Ensuite, il s’agit également de rassurer le monde à propos des dispositions de la Chine à garantir un meilleur accès à son marché pour les compagnies étrangères. En effet, face aux critiques récurrentes portant sur ses pratiques commerciales abusives et son manque de protection de la propriété intellectuelle des firmes étrangères, la mise en place de la CIIE constitue ainsi une occasion d’envoyer un signal fort au reste du monde. Ce discours, chantant la mondialisation et l’ouverture, se place ainsi dans la continuité de celui que Xi Jinping avait prononcé à Davos en janvier 2017 et brille par son contraste avec le mantra protectionniste et les attaques répétées au multilatéralisme du président américain.

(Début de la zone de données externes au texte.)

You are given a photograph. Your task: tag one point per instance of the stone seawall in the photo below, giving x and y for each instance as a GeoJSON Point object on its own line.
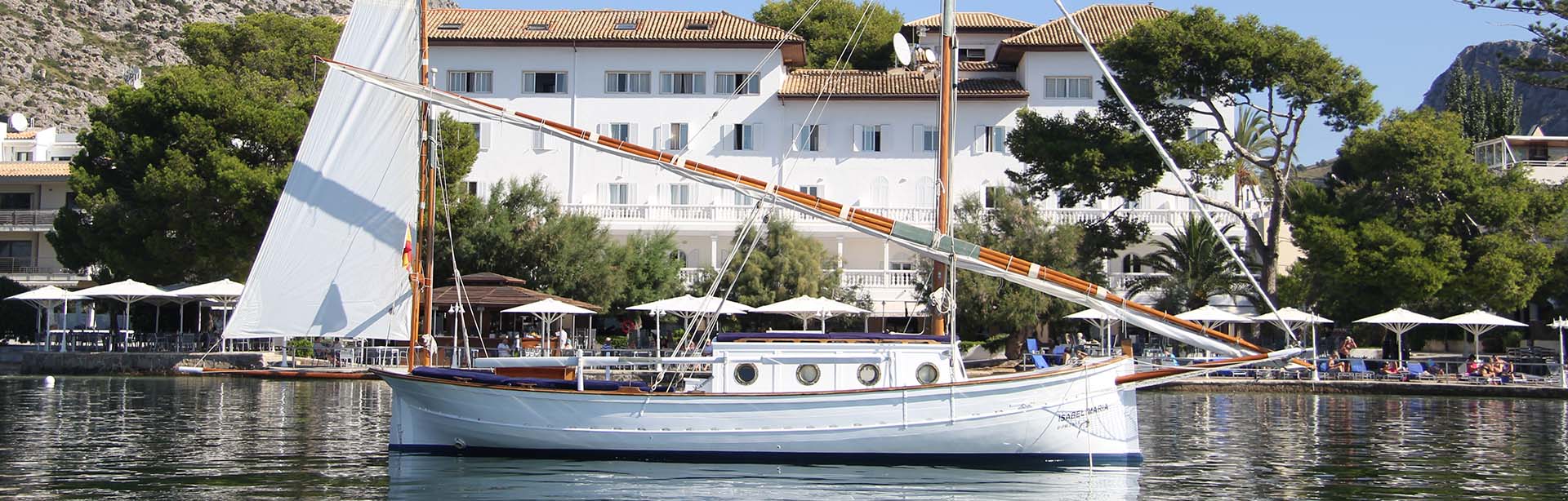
{"type": "Point", "coordinates": [1363, 387]}
{"type": "Point", "coordinates": [105, 364]}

Pourtant, certains pays commencent à montrer des signes d’impatience, en tête desquels les pays de l’Union. La Chambre de Commerce Européenne, a ainsi souligné que “la plupart du contenu du discours du président Xi Jinping […] faisait écho à ce qui avait été annoncé précédemment à Boao [forum économique tenu à Hainan] en avril 2018” (2). Les pays de l’Union ont envoyé quelque 500 entreprises pour l’événement, pourtant, face à des paroles qu’ils ont entendu à plusieurs reprises sans pour autant en ressentir les effets, leur confiance dans les promesses d’ouverture faites par la Chine s’érode. Au delà des contrats signés, qui revêtent plutôt une valeur symbolique, les pays européens espèrent surtout de cette Expo qu’elle conduise à une réforme réelle des conditions d’accès au marché chinois (1). Leurs attentes portent sur le fait d’obtenir des règles du jeu équitables plutôt que sur la réduction de l’excédent commercial. Ils semblent aujourd’hui déplorer aussi bien le manque de nouvelles idées que l’absence d’agenda pour faire respecter les engagement précédemment pris.

Perspectives :

  • Il est possible de se demander quels effets auront les déclarations de Xi Jinping sur la guerre commerciale en cours avec les États-Unis. Même si les propos du président chinois semblent aller dans le sens de la désescalade, il n’est pas sûr que les engagements annoncés suffisent à convaincre les Washington de la bonne volonté de Pékin. En effet, au delà d’un concurrent déloyal dans le jeu de la mondialisation, la Chine tend de plus en plus à représenter une menace stratégique globale pour les États-Unis. Il reste à voir si ces effets se feront ressentir lors de la rencontre entre les deux présidents prévue à l’occasion du G20 en Argentine à la fin du mois.
  • Il faudra également surveiller les impacts que pourraient avoir ces déclarations sur l’issue de la guerre économique du point de vue de l’Union, qui a fait les frais de la confrontation entre les deux plus grandes puissances économiques.
  • Si les droits de douanes imposés par Pékin baissent effectivement, on peut cependant se demander ce qu’il en sera des autres barrières non-douanières — des taxes anti-dumping aux retards dans les procédures douanières, en passant par des systèmes complexes de certification et d’étiquetage des produits.
  • Enfin, il apparaît que les engagements pris cette semaine par le président Xi pour les 15 prochaines années ne pourront être tenus que si la croissance chinoise reste forte.
Sources :

  1. Site de l’Ambassade de France à Pékin, EU expectations for the China International Import Expo (CIIE), 2 novembre 2018.
  2. Site de la Chambre de Commerce Européenne en Chine, European Chamber’s statement on President Xi’s speech at the CIIE, 5 novembre 2018.
  3. Site de la China International Import Expo, consulté le 5 novembre 2018.
  4. LENG Sydney, China’s import goal at risk if economy does not maintain strong growth, South China Morning Post, 6 novembre 2018.
  5. LO Kinling, Xi Jinping promises greater opening up at China International Import Expo, warns against winner-takes-all mentality, South China Morning Post,  5 novembre 2018.